Four Megatrends in Big Data in 2019 and Beyond

Megatrends in Big Data

2018 was the second consecutive year when Gartner published an obituary of Big Data. If this sounds like bad news, don’t panic! No one, including Gartner, thinks Big Data is dead. Au contraire, Big Data has grown so ubiquitous it became “just data”, or so argue the authors of the obituaries.

Data certainly was all over the place in 2018 so let’s see how the market has changed and what to expect in 2019 and beyond. This article covers 4 trends that will shape the data technology in the next few years.

Trend 1: From Big Data to “Just Data”

Looking back at the technology landscape of 2016–2018, the buzz surrounding Big Data has been on the decline:

At the same time, thousands of companies have been embracing data. Forbes and Dresner report that enterprise adoption of Big Data reached 58% in 2018, a significant increase from 2015’s modest, but respectable, 17%.

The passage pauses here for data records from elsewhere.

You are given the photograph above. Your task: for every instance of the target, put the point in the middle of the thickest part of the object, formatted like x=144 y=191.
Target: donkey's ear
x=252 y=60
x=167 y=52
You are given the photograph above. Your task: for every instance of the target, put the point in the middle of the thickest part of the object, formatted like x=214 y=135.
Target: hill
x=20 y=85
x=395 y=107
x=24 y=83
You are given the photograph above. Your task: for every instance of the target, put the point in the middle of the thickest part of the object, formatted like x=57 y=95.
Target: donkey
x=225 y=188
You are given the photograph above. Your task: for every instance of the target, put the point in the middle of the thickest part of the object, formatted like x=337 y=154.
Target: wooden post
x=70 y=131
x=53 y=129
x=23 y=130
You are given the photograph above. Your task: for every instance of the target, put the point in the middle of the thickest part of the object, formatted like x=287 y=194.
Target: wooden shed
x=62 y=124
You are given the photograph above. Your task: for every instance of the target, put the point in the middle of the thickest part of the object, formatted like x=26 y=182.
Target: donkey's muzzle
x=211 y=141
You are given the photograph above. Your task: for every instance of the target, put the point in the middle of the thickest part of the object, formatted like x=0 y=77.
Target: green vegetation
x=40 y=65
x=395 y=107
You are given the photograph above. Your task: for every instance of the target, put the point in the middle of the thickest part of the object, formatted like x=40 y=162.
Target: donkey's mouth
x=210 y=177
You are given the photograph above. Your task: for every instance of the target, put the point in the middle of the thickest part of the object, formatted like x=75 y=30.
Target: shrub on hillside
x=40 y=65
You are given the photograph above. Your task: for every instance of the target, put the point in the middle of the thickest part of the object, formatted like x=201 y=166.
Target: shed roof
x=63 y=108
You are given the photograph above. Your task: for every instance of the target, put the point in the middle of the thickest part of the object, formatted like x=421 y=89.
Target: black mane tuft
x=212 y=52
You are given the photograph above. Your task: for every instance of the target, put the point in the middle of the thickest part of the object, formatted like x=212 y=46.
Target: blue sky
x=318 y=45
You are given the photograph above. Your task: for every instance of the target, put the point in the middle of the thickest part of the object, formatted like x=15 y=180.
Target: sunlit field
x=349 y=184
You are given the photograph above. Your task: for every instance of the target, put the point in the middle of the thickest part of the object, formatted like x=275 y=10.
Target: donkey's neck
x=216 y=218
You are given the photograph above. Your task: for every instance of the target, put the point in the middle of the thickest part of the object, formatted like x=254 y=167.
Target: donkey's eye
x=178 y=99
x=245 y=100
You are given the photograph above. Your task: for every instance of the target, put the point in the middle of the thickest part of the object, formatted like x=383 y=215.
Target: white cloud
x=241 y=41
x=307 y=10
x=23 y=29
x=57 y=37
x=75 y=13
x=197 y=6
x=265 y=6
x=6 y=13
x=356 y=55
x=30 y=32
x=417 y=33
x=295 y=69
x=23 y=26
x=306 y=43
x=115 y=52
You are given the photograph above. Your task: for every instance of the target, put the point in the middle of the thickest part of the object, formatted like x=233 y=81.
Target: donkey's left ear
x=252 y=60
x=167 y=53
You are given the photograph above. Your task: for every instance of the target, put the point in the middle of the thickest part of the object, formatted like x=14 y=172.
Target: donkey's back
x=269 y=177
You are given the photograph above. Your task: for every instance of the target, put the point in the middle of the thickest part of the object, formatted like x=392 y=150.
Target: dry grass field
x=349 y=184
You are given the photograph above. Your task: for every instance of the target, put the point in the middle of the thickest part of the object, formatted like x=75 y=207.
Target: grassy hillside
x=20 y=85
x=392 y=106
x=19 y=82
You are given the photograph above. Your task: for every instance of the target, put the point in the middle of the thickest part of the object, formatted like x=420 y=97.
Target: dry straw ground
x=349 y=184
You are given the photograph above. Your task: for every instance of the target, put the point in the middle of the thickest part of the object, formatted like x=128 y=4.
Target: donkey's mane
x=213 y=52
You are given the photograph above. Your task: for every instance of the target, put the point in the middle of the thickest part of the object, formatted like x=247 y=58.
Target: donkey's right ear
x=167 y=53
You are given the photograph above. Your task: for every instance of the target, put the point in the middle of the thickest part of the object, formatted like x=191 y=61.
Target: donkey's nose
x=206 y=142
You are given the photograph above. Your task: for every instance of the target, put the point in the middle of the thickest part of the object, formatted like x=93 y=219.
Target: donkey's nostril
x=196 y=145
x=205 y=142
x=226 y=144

Big Data adoption statistics
Source: Dresner (via Forbes)

Data has reached the late majority of adopters in the 2017–2018 period, a trend that persists in 2019. The public no longer views data as a new exciting frontier — rather, a technology that companies must adopt to stay competitive. Big Data is now less of a buzzword, yet it’s now an integral component in the ongoing digital transformation of enterprises.

Trend 2: Machine Learning is the New Black

Now that Big Data is officially a boring technology, machine learning became another buzzword hitting the spotlight. In August 2018, deep learning reached the peak of Gartner’s Hype Cycle for Emerging Technologies. Machine learning–enabled data management also entered the pre-peak section of Gartner’s Hype Cycle for Data Management.

Gartner Hype Cycle for Data Management
Source: Hype Cycle for Data Management, 2018

This perfectly illustrates the general craze about machine learning — and explains why large data companies are also AI/ML companies.

As Dieter Bohn from the Verge pointed out, nowadays, Google can’t string five words together without mentioning AI. And it’s not just the search giant, either. Google Cloud, Microsoft Azure, and AWS are some of the biggest brands in machine learning as a service (MLaaS). Coincidentally, these three companies are also among the leaders in modern Big Data infrastructures:

Google Cloud AWS Microsoft Azure
Cloud EDW (Data Warehouse) Google BigQuery Amazon Redshift SQL Server Data Warehousing
Data Storage Google Cloud Storage Amazon S3 Azure Blob Storage
Hadoop in the Cloud Cloud Dataproc Amazon Elastic Map Reduce Microsoft Azure HDInsight
Stream analytics Cloud DataFlow Amazon Kinesis Azure Stream Analytics
Cluster services Borg, Kubernetes, Omega Elastic Container Service (Amazon ECS) Azure Kubernetes Service (AKS)
Analytics / BI platforms Google Cloud BI solution Amazon QuickSight Microsoft Power BI
ML as a Service Cloud AI Amazon ML Azure Machine Learning service

Here’s another indicator of the skyrocketing prominence of AI and ML in the data scene. What has been Matt Turck’s Big Data Landscape in 2017 became the Big Data and AI Landscape in 2018:

Big Data and AI Landscape in 2018
Source: Big Data and AI Landscape in 2018 (Click to view the full version).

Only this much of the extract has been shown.